La giornata di martedì ha mostrato una netta differenziazione nei flussi verso i prodotti quotati collegati alle criptovalute: i fondi ETF spot su Bitcoin hanno registrato nuovi deflussi, mentre prodotti legati a ether e XRP hanno registrato afflussi netti, segnalando un riposizionamento degli investitori piuttosto che un abbandono generalizzato del comparto.

Dettaglio dei flussi

Secondo i dati raccolti da SoSoValue, i ETF spot su Bitcoin quotati negli Stati Uniti hanno mostrato deflussi netti pari a circa $272 milioni il 3 febbraio, prolungando una fase di distribuzione che si è accentuata durante le oscillazioni di prezzo più recenti.

Nel frattempo, i prodotti spot su ether hanno raccolto flussi netti intorno ai $14 milioni nella stessa giornata, e i fondi focalizzati su XRP hanno attratto quasi $20 milioni, evidenziando una rotazione interna al mercato delle criptovalute.

Volatilità del prezzo e fattori di mercato

La giornata è stata caratterizzata da movimenti repentini: il prezzo di Bitcoin è oscillato spostandosi verso $73.000 prima di risalire oltre $76.000. Gli operatori attribuiscono questa ampia oscillazione a una combinazione di scarsa liquidità e reazioni immediate a notizie macroeconomiche.

Il sell-off su alcuni titoli tecnologici statunitensi ha contribuito alla pressione: l’annuncio di un nuovo strumento di automazione basato sull’AI da parte di Anthropic ha riacceso timori sulla possibile disruption dei modelli di business tradizionali del settore software, influenzando i benchmark tecnologici e, di riflesso, gli asset sensibili al rischio come Bitcoin.

Rotazione tra asset crittografici

Il contrasto tra deflussi nei ETF su Bitcoin e afflussi verso ether e XRP suggerisce che gli investitori stanno selezionando l’esposizione all’interno del settore piuttosto che uscire completamente. Questa dinamica riflette preferenze di rischio più sofisticate e una ricerca di valore relativo o di casi d’uso distinti.
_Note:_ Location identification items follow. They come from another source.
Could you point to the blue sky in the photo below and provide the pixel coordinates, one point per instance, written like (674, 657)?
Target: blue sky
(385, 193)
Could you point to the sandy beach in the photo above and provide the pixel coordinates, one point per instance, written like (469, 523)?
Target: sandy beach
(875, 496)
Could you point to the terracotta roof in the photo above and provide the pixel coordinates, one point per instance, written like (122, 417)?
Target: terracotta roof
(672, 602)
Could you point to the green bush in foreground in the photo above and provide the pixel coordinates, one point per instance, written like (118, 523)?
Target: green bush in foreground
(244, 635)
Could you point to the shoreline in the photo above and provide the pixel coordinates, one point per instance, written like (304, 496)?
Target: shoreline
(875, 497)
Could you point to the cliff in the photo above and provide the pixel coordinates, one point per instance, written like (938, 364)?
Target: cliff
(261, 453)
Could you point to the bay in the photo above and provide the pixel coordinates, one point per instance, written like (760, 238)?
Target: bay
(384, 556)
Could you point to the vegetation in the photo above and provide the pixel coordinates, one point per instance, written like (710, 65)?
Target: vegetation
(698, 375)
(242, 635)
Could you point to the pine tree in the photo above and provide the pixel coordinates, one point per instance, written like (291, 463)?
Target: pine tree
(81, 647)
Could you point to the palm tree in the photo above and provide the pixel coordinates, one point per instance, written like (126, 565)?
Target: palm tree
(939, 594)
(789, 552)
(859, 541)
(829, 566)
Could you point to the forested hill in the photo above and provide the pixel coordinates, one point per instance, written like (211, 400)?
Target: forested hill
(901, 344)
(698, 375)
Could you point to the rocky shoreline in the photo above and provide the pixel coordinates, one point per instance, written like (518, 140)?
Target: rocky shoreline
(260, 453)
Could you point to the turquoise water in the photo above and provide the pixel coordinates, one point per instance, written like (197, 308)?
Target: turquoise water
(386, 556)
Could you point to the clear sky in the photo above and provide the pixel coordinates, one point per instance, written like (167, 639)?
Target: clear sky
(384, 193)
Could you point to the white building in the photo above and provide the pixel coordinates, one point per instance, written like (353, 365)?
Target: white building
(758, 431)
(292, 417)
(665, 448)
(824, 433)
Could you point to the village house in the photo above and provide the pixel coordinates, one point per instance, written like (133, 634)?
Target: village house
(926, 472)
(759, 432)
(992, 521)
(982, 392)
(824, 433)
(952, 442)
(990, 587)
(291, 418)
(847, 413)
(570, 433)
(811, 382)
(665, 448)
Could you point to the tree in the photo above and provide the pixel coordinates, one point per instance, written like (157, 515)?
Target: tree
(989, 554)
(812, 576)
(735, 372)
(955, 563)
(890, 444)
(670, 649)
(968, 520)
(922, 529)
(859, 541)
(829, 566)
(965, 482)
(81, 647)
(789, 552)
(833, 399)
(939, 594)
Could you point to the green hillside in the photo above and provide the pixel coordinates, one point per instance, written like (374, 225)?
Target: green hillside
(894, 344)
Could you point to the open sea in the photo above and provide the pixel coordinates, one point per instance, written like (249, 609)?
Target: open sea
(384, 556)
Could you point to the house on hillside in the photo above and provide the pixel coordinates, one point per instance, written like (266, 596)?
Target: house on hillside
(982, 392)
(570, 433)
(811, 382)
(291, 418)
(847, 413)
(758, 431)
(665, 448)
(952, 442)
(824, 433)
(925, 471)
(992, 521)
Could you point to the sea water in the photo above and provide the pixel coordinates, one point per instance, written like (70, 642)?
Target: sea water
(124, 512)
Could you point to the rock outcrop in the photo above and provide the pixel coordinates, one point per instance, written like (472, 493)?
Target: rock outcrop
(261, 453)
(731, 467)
Asset con casi d’uso percepiti come diversi, come ether (associato a smart contract e applicazioni decentralizzate) o XRP (spesso legato a infrastrutture di pagamento), possono attrarre capitale durante fasi in cui gli investitori cercano alternative alla mera esposizione a Bitcoin.

Meccanismi degli ETF e conseguenze per la liquidità

I fondi ETF spot funzionano come veicoli che consentono un’esposizione diretta al sottostante senza detenere l’asset in modo diretto da parte dell’investitore retail, ma dipendono fortemente dalla liquidità del mercato sottostante per consentire creazioni e rimborsi efficienti. In fasi di bassa profondità di mercato, anche ordini relativamente contenuti possono amplificare la volatilità.

Per gli operatori istituzionali e i gestori, questo significa che la gestione della liquidità e la valutazione del rischio intraday diventano elementi cruciali per limitare l’impatto dei movimenti rapidi dei prezzi.

Implicazioni per gli investitori

La situazione sottolinea l’importanza di monitorare la liquidità dei mercati, la correlazione tra criptovalute e mercati azionari e le notizie macro che possono innescare movimenti ampi. Una strategia consapevole dovrebbe considerare orizzonte temporale, tolleranza al rischio e diversificazione tra asset con casi d’uso differenti.

Inoltre, la dinamica attuale evidenzia come i flussi nei ETF possano fornire indicazioni utili sulle preferenze degli investitori e sulle potenziali pressioni di mercato a breve termine, rendendo fondamentale un monitoraggio continuo per chi detiene o valuta posizioni nelle principali criptovalute.